I never wear dresses (2020)

The body. The movement. The dress. A story of femininity. My story.

How to take off a dress without using your hands?


I never wear dresses is a symbolic act about my femininity, where I am struggling with the dress. Repeating it over and over again. I meet the woman in me, and I am also confronting all the women in my life who have shaped me. Whose good qualities I carry with me, but also their weak and destructive qualities. How we adopt behaviour, generation after generation.

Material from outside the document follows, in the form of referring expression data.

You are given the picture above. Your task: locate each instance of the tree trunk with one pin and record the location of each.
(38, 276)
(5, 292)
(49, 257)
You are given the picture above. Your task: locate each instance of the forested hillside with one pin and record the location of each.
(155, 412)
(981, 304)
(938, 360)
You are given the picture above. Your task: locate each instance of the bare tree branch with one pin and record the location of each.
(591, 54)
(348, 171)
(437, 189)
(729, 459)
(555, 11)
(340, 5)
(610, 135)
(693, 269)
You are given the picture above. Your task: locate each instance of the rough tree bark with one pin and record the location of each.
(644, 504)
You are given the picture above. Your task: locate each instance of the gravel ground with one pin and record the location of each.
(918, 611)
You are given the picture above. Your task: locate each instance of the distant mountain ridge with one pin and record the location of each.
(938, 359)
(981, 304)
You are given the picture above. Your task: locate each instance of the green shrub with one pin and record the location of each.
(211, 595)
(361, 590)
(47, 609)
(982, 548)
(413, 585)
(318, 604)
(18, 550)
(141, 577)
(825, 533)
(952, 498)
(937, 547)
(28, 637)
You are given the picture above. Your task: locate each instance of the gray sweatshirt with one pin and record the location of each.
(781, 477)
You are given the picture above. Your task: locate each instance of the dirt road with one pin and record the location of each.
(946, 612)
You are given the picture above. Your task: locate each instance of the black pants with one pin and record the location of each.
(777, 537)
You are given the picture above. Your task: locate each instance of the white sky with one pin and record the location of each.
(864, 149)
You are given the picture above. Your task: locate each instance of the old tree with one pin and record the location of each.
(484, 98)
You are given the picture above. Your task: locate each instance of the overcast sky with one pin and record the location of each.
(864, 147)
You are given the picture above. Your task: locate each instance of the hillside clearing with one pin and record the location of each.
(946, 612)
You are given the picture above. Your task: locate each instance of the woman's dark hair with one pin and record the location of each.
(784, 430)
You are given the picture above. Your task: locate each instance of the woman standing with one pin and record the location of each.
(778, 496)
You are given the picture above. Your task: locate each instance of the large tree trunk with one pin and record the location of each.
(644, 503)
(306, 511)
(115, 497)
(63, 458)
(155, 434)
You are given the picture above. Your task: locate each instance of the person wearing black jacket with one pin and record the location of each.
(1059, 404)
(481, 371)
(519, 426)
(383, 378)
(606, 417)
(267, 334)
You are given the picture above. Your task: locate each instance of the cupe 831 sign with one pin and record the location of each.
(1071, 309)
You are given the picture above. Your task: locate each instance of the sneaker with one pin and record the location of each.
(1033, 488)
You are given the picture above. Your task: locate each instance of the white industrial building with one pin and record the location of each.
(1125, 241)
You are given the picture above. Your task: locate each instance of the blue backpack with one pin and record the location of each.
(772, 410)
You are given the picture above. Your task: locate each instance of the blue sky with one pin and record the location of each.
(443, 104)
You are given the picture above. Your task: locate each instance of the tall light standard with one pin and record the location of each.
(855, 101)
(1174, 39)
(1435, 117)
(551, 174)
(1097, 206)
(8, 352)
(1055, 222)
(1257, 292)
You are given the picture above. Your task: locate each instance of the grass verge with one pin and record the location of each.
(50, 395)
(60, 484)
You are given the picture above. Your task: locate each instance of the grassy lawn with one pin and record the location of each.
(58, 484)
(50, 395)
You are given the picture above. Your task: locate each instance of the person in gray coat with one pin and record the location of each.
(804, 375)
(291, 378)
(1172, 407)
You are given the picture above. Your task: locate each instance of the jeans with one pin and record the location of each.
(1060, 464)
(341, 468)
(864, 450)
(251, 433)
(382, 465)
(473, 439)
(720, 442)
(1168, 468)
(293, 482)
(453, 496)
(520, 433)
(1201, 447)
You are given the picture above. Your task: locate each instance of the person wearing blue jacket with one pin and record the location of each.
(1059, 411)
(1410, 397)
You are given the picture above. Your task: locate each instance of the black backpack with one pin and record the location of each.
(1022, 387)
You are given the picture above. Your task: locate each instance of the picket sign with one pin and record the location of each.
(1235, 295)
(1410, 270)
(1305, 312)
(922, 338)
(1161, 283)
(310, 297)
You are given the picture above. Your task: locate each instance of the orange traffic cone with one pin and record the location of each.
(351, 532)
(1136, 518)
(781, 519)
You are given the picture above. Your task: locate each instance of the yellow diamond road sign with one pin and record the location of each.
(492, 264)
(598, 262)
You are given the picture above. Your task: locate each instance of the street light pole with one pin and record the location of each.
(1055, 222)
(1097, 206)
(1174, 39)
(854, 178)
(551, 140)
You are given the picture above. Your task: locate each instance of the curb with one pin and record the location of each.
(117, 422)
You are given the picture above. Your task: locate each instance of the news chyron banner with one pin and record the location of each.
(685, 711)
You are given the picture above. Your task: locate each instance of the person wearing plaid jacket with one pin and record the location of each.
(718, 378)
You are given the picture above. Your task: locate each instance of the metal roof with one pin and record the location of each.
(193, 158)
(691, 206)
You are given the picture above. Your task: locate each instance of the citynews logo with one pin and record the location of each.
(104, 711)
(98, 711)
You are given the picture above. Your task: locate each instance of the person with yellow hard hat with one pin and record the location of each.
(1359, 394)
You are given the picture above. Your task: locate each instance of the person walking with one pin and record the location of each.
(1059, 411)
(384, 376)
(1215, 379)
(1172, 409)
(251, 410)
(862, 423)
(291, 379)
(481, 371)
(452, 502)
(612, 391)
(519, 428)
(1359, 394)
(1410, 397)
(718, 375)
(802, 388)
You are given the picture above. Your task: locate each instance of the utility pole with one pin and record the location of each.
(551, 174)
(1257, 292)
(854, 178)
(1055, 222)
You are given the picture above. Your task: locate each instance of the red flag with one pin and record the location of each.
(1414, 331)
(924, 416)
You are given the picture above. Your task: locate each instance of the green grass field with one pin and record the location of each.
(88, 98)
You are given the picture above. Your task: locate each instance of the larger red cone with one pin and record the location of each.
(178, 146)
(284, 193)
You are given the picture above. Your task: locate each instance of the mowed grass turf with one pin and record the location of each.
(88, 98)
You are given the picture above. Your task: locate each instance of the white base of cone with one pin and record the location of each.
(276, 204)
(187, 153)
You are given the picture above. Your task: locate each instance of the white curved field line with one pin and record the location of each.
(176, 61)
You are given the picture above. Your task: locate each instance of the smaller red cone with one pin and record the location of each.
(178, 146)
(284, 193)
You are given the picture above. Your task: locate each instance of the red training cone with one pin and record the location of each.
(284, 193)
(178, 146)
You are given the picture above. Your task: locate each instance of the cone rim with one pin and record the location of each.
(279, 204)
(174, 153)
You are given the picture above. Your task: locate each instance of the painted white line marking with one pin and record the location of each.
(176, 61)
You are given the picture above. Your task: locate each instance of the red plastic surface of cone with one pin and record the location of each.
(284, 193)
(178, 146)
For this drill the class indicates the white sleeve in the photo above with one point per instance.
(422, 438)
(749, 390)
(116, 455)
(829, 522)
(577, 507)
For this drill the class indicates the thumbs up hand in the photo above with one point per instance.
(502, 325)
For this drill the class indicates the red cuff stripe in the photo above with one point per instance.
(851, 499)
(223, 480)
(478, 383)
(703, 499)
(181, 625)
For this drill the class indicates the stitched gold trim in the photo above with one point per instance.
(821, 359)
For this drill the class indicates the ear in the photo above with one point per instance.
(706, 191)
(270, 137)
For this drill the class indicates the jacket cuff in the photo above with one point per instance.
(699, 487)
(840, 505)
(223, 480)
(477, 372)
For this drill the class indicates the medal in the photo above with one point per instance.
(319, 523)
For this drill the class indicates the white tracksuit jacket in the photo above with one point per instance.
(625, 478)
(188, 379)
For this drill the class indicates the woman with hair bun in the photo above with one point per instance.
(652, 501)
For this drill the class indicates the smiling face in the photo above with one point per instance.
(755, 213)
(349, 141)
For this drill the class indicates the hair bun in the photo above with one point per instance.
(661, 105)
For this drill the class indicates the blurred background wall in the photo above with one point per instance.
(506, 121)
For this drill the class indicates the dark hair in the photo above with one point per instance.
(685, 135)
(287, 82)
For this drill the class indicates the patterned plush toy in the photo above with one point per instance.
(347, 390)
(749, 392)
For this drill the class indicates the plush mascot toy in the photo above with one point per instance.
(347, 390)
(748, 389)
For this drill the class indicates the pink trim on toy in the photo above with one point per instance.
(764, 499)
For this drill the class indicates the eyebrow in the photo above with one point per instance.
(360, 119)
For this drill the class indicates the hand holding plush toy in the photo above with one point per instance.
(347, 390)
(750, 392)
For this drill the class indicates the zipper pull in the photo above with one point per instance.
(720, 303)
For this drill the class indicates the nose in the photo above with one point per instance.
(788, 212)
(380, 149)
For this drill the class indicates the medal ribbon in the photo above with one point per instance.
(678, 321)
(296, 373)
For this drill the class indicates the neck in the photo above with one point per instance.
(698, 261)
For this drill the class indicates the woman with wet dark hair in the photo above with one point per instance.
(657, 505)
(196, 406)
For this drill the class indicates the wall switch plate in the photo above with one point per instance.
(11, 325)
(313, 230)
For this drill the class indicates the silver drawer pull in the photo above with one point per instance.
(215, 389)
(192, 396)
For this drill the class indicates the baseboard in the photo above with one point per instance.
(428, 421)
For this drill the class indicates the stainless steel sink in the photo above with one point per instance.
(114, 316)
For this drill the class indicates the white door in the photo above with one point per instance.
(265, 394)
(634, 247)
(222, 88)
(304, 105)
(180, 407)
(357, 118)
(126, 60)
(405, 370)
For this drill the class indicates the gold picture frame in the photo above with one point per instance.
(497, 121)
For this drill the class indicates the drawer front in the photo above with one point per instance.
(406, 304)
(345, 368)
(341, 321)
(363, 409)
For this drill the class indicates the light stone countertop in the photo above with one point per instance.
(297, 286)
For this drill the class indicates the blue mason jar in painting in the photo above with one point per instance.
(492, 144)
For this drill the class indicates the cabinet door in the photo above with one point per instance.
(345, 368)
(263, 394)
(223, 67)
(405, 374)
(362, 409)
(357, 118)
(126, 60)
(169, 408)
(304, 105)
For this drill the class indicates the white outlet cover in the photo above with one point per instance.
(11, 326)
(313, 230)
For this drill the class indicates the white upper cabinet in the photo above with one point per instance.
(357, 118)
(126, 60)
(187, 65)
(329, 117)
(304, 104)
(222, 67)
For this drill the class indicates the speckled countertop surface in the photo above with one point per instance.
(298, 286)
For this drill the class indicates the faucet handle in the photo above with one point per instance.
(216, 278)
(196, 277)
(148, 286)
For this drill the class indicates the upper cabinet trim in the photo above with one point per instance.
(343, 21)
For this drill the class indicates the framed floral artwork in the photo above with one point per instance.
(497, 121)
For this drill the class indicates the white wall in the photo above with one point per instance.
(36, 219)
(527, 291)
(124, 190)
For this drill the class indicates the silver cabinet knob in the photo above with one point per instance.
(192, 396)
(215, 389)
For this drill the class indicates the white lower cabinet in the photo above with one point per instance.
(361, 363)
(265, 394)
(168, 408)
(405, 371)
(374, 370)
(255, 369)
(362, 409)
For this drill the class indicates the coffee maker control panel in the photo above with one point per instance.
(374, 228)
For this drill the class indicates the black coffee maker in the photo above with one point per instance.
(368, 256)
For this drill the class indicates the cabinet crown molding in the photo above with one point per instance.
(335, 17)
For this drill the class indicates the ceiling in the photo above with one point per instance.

I never wear dresses is a video where I am dealing with everyday movements and trying to find new ways to relate to them. From the beginning the idea was a performative videoinstallation, but after the situation with COVID-19 I started to focus on how to preserve the physicality of the movement in a digital sphere. The video has been shown at the online exhibition Finite Vastness, Cardboardium, 2020 and Gallery Black Box Genesis, Vasa, 2020.



”I never wanted dresses. I liked pants and pyjamas. I was told that "You play like a boy", as I stood on my head in the ditch, ran and climbed so that I got holes on my knees and beat most guys in arm wrestling! My hair was cut as a boy and I was always the guy in the school plays. They said I looked like my grandfather. He, who tore apart two packs of cards with his bare hands and wrestled down a wrestling champion in Alaska. I wanted to be like him! I liked being strong and fast! The dress was depriving my liberty. It was Sunday best. It made me into the nice and good girl, who knew how to behave.”


”Mom always took me to a seamstress in the village to sew my dress for the Christmas party and graduation. The seamstress was a chubby old lady with her skirt high up under her breasts. I hated standing in front of her as she pinched the fabric around my body. Arrested!
And now I am sewing my own performance dresses!!”


”I am wearing my grandma's underwear. For a while I am in the role that became hers, the one she did not choose but was forced into. She dreamed of becoming a teacher but had no other choice than to become a housekeeper. Serve the man or rather the men in the entire family. She was small and thin as a rail, so she ended up on the blacklist at school, but she was strong as an ox and worked like a man!”


”My pulse is beating, the sweat flows, I am bending forward, shaking, swinging my arms forward – backward, nothing happens, I am stretching upwards, shaking, rolling. My abdominal muscles cramp and my legs tremble. Nothing happens. I lean forward, stretching myself up, crawling, shaking, swinging, forward – backward, rolling around, dragging me to the floor, stretching my legs, shaking again, swinging... How to take off a dress without using your hands?”
















Gallery Black Box Genesis, Vasa, 2020.